Andrew Schimel: My best advice: keep up to date on the latest literature from the DRCR.net and other reputable sources – and follow the data. It troubles me that several recent studies demonstrate that physicians are not treating diabetic retinopathy appropriately despite all of the incredible data we have on best practices. We must inject patients with visually significant diabetic macular edema early and regularly to obtain optimal visual outcomes. The data is clear, there is a direct visual correlation with frequency of anti-VEGF injections once vision declines. We are not doing the patients any favors by allowing them to come in only when it is convenient for them. Our current treatments are remarkable in their ability to maintain the precious retinal vascular bed, but once it is gone, it is unclear if we can ever get it back.

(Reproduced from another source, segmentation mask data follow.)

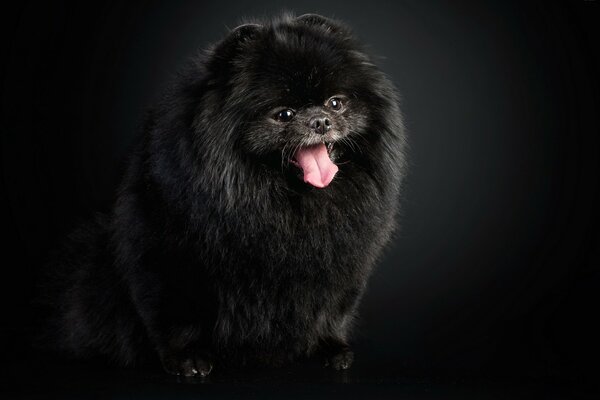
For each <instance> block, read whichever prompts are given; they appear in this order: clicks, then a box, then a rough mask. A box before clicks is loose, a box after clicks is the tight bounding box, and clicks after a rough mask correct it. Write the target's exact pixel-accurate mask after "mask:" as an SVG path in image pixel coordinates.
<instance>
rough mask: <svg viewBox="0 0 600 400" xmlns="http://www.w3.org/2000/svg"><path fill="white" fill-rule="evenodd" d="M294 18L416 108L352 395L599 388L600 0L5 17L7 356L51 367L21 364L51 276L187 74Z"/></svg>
mask: <svg viewBox="0 0 600 400" xmlns="http://www.w3.org/2000/svg"><path fill="white" fill-rule="evenodd" d="M281 10H293V11H295V12H296V13H298V14H302V13H305V12H318V13H322V14H324V15H327V16H333V17H338V18H341V19H343V20H345V21H346V22H347V23H349V24H350V25H351V26H352V27H353V28H354V30H355V32H356V33H357V35H358V36H359V37H360V38H361V39H362V41H364V42H366V43H368V44H369V50H370V51H371V53H372V54H373V55H375V56H377V62H378V64H379V65H380V66H381V67H382V68H383V70H385V71H386V72H387V73H388V74H389V75H390V76H391V78H392V79H393V81H394V82H395V83H396V85H397V86H398V88H399V90H400V92H401V93H402V96H403V111H404V113H405V116H406V125H407V128H408V131H409V135H410V146H411V149H410V173H409V176H408V178H407V180H406V185H405V191H404V196H403V200H402V201H403V216H402V229H401V231H400V232H399V233H398V235H397V236H396V238H395V240H394V242H393V244H392V246H390V249H389V250H388V251H387V253H386V254H385V257H384V258H383V260H382V262H381V263H380V266H379V267H378V269H377V271H376V273H375V274H374V276H373V278H372V280H371V281H370V287H369V290H368V293H367V295H366V297H365V299H364V302H363V305H362V311H361V320H360V322H359V325H358V330H357V335H356V342H357V363H356V371H357V372H354V374H355V375H350V377H351V379H350V380H353V379H354V380H360V377H361V376H363V375H364V376H366V375H369V374H370V375H369V376H371V378H372V379H377V378H378V377H381V378H382V379H383V377H390V376H395V377H398V376H425V377H426V376H447V377H450V376H455V377H461V376H462V377H467V376H470V377H473V376H477V377H500V376H511V377H530V378H548V379H554V378H556V379H562V380H565V379H566V380H569V381H574V382H577V381H578V380H580V379H585V378H586V377H587V378H590V379H593V378H594V377H596V375H595V371H594V365H595V364H597V359H596V357H597V355H598V354H597V352H596V350H597V347H596V343H597V340H598V337H599V336H600V329H599V328H598V327H597V326H596V320H597V319H598V305H599V304H600V302H599V301H598V297H599V295H598V290H599V289H600V273H599V272H598V267H599V266H600V241H599V235H598V223H599V222H600V221H599V212H598V209H599V208H598V204H599V200H600V198H599V197H600V196H599V185H600V183H599V182H600V179H599V176H600V173H599V171H600V168H599V167H600V165H599V164H600V161H599V160H600V159H599V152H600V145H599V144H600V143H599V142H600V141H599V139H598V135H600V129H599V125H600V124H599V118H598V110H599V107H598V106H599V103H600V99H599V79H598V72H599V69H598V61H599V57H598V56H599V50H598V49H599V48H600V46H599V45H598V42H597V41H596V35H597V34H598V31H599V28H598V27H599V26H600V18H599V17H600V1H573V2H565V3H558V4H554V3H549V2H498V3H489V2H488V3H485V4H483V3H482V2H469V3H465V2H461V3H460V5H459V4H456V3H455V2H419V1H398V2H383V1H381V2H379V1H369V2H364V3H361V2H358V1H345V2H343V3H339V4H333V3H332V4H330V3H325V2H320V1H300V0H298V1H295V2H287V3H285V4H284V3H280V2H274V1H254V2H237V1H221V2H212V3H209V2H192V1H189V2H182V1H170V2H160V3H159V2H136V1H128V2H123V4H117V3H113V2H103V3H92V2H81V3H73V4H65V3H62V2H54V3H52V4H50V3H49V2H48V3H29V2H24V3H21V4H18V5H16V6H13V7H10V8H9V9H5V10H4V11H3V16H2V19H3V20H4V23H3V24H2V29H3V35H2V39H3V41H4V42H5V44H4V45H3V46H2V63H1V68H2V70H1V78H2V81H1V83H2V86H1V88H2V89H1V91H2V92H1V94H2V106H1V107H2V108H1V113H2V114H1V124H0V127H1V129H2V135H1V136H2V181H1V182H2V197H1V201H2V204H1V206H2V207H1V211H2V219H1V221H2V223H1V227H2V231H3V233H4V234H5V235H4V238H3V239H2V245H3V250H2V255H3V261H2V262H0V264H1V265H2V266H1V269H2V271H1V275H0V276H1V278H0V281H1V284H0V285H1V295H2V301H1V307H2V310H1V311H2V314H1V315H2V331H1V333H2V342H1V343H0V345H1V346H2V348H3V353H4V354H6V355H7V357H9V359H11V360H14V359H19V358H20V359H21V361H13V362H17V365H19V364H18V362H21V364H20V365H21V367H19V368H23V365H26V364H27V365H29V364H30V363H32V364H35V361H23V357H24V356H23V355H22V354H24V351H21V349H25V348H26V343H27V337H28V336H27V335H28V333H31V332H32V331H35V329H36V325H35V315H34V313H33V309H32V307H31V306H30V305H29V302H30V299H31V297H32V295H33V294H34V284H33V283H34V281H35V278H36V275H37V272H38V271H39V269H40V266H41V264H42V263H43V260H44V259H45V257H47V254H48V252H49V251H50V250H51V249H52V248H53V247H55V246H56V244H57V242H58V241H59V240H60V238H61V237H62V236H64V235H65V234H66V233H67V232H68V231H69V230H71V229H72V228H73V227H74V226H76V225H77V223H78V221H81V220H84V219H85V218H88V217H89V216H90V215H91V214H92V213H93V212H94V211H102V210H107V209H108V207H109V206H110V202H111V200H112V195H113V190H114V187H115V185H116V183H117V182H118V179H119V175H120V173H121V170H122V166H123V160H124V159H125V157H126V155H127V151H128V149H129V147H130V145H131V143H132V140H133V138H134V135H135V132H136V129H137V126H138V124H139V122H140V120H141V116H142V114H143V110H144V108H145V107H146V106H147V105H149V104H152V102H153V101H154V100H155V99H156V98H157V97H158V96H159V95H160V93H161V91H162V90H163V89H164V88H165V87H166V86H167V84H168V82H169V77H170V76H171V75H172V74H173V73H175V72H176V71H177V68H178V67H179V66H181V64H182V63H183V61H184V60H185V59H186V58H187V57H188V56H190V55H192V54H193V53H194V52H195V51H196V50H197V49H199V48H202V47H205V46H206V45H207V44H208V43H210V42H212V41H215V40H218V39H219V38H220V37H221V36H222V35H223V34H224V32H226V27H230V28H231V27H234V26H235V25H236V23H237V22H239V21H240V19H241V18H242V17H244V16H255V15H263V14H266V15H270V14H274V13H279V12H280V11H281ZM23 346H25V347H23ZM28 357H33V360H35V354H34V355H31V356H28ZM31 359H32V358H29V359H28V360H31ZM3 364H6V363H3ZM8 365H11V364H8Z"/></svg>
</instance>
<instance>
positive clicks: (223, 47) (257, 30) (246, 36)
mask: <svg viewBox="0 0 600 400" xmlns="http://www.w3.org/2000/svg"><path fill="white" fill-rule="evenodd" d="M263 29H264V27H263V26H262V25H259V24H243V25H240V26H238V27H236V28H234V29H232V30H231V31H230V32H229V34H228V35H227V36H225V37H224V38H223V39H222V40H221V41H220V42H218V43H216V44H215V45H214V46H213V47H212V49H211V59H212V62H211V63H210V65H211V66H212V67H213V69H215V70H216V71H219V70H221V71H222V70H223V68H228V65H227V64H228V63H229V62H231V61H232V60H234V59H236V56H237V54H238V53H240V52H241V51H242V50H243V48H244V47H245V46H246V45H248V44H249V43H251V42H252V41H253V40H254V39H255V38H256V37H257V36H258V35H259V34H260V33H261V32H262V30H263Z"/></svg>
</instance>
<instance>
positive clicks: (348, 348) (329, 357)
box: [325, 348, 354, 371]
mask: <svg viewBox="0 0 600 400" xmlns="http://www.w3.org/2000/svg"><path fill="white" fill-rule="evenodd" d="M353 361H354V352H353V351H352V350H350V349H349V348H345V349H342V350H341V351H340V352H339V353H337V354H334V355H333V356H331V357H329V358H327V360H326V361H325V366H330V367H331V368H333V369H335V370H337V371H341V370H344V369H348V368H350V366H351V365H352V362H353Z"/></svg>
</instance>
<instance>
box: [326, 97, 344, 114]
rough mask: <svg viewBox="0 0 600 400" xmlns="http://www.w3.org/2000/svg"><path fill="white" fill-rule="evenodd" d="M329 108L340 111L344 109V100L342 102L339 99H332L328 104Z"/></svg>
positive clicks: (335, 110) (331, 98)
mask: <svg viewBox="0 0 600 400" xmlns="http://www.w3.org/2000/svg"><path fill="white" fill-rule="evenodd" d="M327 106H328V107H330V108H331V109H332V110H335V111H339V110H341V109H342V100H340V98H339V97H332V98H331V99H329V101H328V102H327Z"/></svg>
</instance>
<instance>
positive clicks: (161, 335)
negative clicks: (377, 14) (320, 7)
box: [51, 15, 404, 376]
mask: <svg viewBox="0 0 600 400" xmlns="http://www.w3.org/2000/svg"><path fill="white" fill-rule="evenodd" d="M403 148H404V131H403V127H402V122H401V116H400V112H399V107H398V100H397V94H396V92H395V90H394V88H393V85H392V84H391V83H390V81H389V80H388V79H387V78H386V77H385V76H384V74H383V73H382V72H380V71H379V70H378V69H377V68H376V67H375V66H374V65H373V64H372V63H371V61H370V60H369V58H368V57H367V56H366V55H365V54H364V53H363V52H362V51H361V49H360V47H359V46H358V44H357V43H356V42H355V39H354V38H353V37H352V35H351V33H350V31H349V29H348V28H346V27H345V26H343V25H342V24H340V23H338V22H335V21H332V20H329V19H326V18H324V17H321V16H317V15H303V16H301V17H293V16H289V15H286V16H283V17H279V18H276V19H274V20H270V21H266V22H261V23H256V24H245V25H242V26H240V27H238V28H236V29H234V30H233V31H232V32H230V33H229V34H228V35H227V36H226V37H225V38H224V39H223V40H222V41H221V42H219V43H218V44H216V45H215V46H213V47H212V48H211V50H209V51H207V52H206V53H204V55H202V56H201V57H199V58H198V59H195V60H194V61H193V62H192V63H190V65H189V66H188V67H187V68H186V69H185V70H184V71H183V72H182V73H181V74H180V75H179V76H178V77H177V79H176V82H175V84H174V86H173V87H172V88H171V90H170V91H169V93H167V95H166V96H165V97H164V99H163V101H162V102H161V104H159V105H158V107H156V108H155V109H154V110H153V111H151V112H150V113H149V116H148V120H147V121H146V123H145V125H144V132H143V137H142V139H141V142H140V144H139V146H138V147H137V148H136V151H135V152H134V154H133V156H132V159H131V161H130V163H129V164H128V169H127V173H126V176H125V177H124V179H123V182H122V184H121V186H120V189H119V192H118V194H117V199H116V203H115V205H114V208H113V212H112V213H111V214H110V215H106V216H99V217H98V218H97V219H96V220H95V221H94V222H93V223H91V224H89V225H87V226H86V227H83V228H81V229H80V230H79V231H77V232H75V233H74V234H73V235H72V237H71V240H70V241H69V244H68V246H67V249H66V251H65V253H64V256H63V257H62V258H61V260H60V261H59V262H58V263H57V265H56V266H55V268H54V270H53V279H52V281H53V282H54V284H53V285H54V286H53V287H54V290H53V293H54V294H53V296H54V300H53V304H54V313H53V314H51V315H52V317H51V320H52V322H51V330H52V332H53V333H54V340H55V341H56V342H55V345H57V346H58V347H59V348H60V349H62V350H65V351H67V352H68V353H70V354H71V355H74V356H77V357H93V356H108V357H109V358H112V359H114V360H116V361H118V362H119V363H121V364H132V363H134V362H137V361H139V360H141V359H144V357H148V355H150V356H152V355H154V354H157V355H158V357H159V358H160V361H161V362H162V365H163V366H164V368H165V369H166V371H168V372H169V373H173V374H181V375H186V376H191V375H200V376H205V375H207V374H208V373H209V372H210V371H211V369H212V366H213V363H216V364H218V365H225V366H227V365H243V364H248V363H252V364H267V365H281V364H283V363H286V362H289V361H291V360H293V359H297V358H302V357H308V356H310V355H312V354H322V355H323V356H324V357H325V359H326V360H327V361H328V363H329V364H330V365H332V366H333V367H334V368H336V369H345V368H348V367H349V366H350V364H351V363H352V358H353V353H352V352H351V351H350V349H349V346H348V332H349V329H350V327H351V325H352V320H353V318H354V315H355V311H356V308H357V303H358V301H359V299H360V297H361V295H362V293H363V290H364V289H365V285H366V282H367V278H368V276H369V273H370V272H371V269H372V268H373V265H374V263H375V261H376V259H377V257H378V255H379V254H380V252H381V250H382V247H383V246H384V245H385V244H386V242H388V240H389V238H390V235H391V233H392V231H393V229H394V227H395V216H396V214H397V210H398V196H399V190H400V184H401V180H402V175H403V170H404V155H403Z"/></svg>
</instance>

Heeral Shah:As I mentioned previously, many diabetic patients develop complications due to their lack of education with the disease process. I strongly believe that empowering them with information is our responsibility. With each patient, I sit down and show them the fundus photos, fluorescein angiography, and OCT findings, and explain what we are aiming to obtain with treatment, as well as the treatment options. I explain which options provide short-term improvements, and which ones longer-term. And with each visit, we discuss how much progress we are making, and how we can further this improvement. If the patients don’t understand why they are frequently coming in for treatment, eventually they will give up. It is our responsibility to educate them.